The subjects Katherine Boo cares about—poverty, mental illness, welfare, education—nobody wants to read about.
Or so she keeps saying. But it’s starting to ring a bit false. People want to read about them, so long as it’s Boo who’s doing the writing.
Boo’s been writing about social justice issues for years, picking up a Pulitzer Prize for Public Service in the process, but she’s just now getting the name recognition she deserves. That’s because of the success of her first book, Behind the Beautiful Forevers: Life, Death, and Hope in a Mumbai Undercity, which hit bookstores earlier this month.
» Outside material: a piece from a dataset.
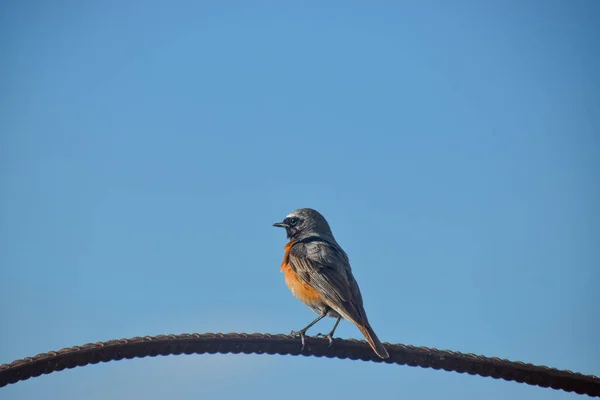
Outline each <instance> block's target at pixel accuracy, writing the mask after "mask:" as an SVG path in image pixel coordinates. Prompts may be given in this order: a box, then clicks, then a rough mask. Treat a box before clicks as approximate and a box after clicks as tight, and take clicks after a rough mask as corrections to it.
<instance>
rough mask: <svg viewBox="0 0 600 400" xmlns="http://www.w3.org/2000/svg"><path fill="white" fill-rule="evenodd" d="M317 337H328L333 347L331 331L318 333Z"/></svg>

Told over the course of three years—the amount of time Boo spent reporting in India—it’s the story of the profoundly impoverished people of Annawadi, a “sumpy plug of slum” near the Mumbai airport.
If that doesn’t sound like the sexiest subject, consider that Forevers is one of the best-reviewed debuts in years. Critics seem to be trying to outdo themselves with their praise. Entertainment Weekly’s Jeff Giles put it best: “Right now the book is sitting on my shelf making all the other books feel stupid.”
Boo’s been on a whirlwind national press tour—her first—since the book came out earlier this month. On Wednesday she arrived in Los Angeles for a talk at the Skirball Cultural Center, where she read passages from the prologue and answered questions about her process, the ethics of “immersion journalism,” and her reasons for writing the book. “I’m not trying to serve up poignant snapshots of miserable people in squalid conditions, to show them with flies in their eyes,” she said. “My hope is to document the lives of complex, resourceful individuals over a long period of time.”
That’s the point that she repeatedly returned to: that poverty does not imply misery. Poor people don’t sit around looking depressed all day, she said. They work, play, and survive. And, like everyone else, they hope and dream. That’s true everywhere, whether you’re in the slums of India or America’s inner cities. “I found myself asking questions not unlike those I ask in my home country,” Boo said. “Whose capabilities in this society get supported, and whose get squandered? What is the infrastructure of opportunity here? Who gets out of poverty, who doesn’t, and why?”
Forevers is Boo’s first step toward answering those questions. She says she’ll never stop reporting.
At the start of the talk, Boo confessed that she didn’t think anyone would attend. Her editor had called earlier that day to say that Obama was coming to town. How could slum dwellers in a tiny, sewage-strewn pocket of India compete with that? Apparently they can. The auditorium was full.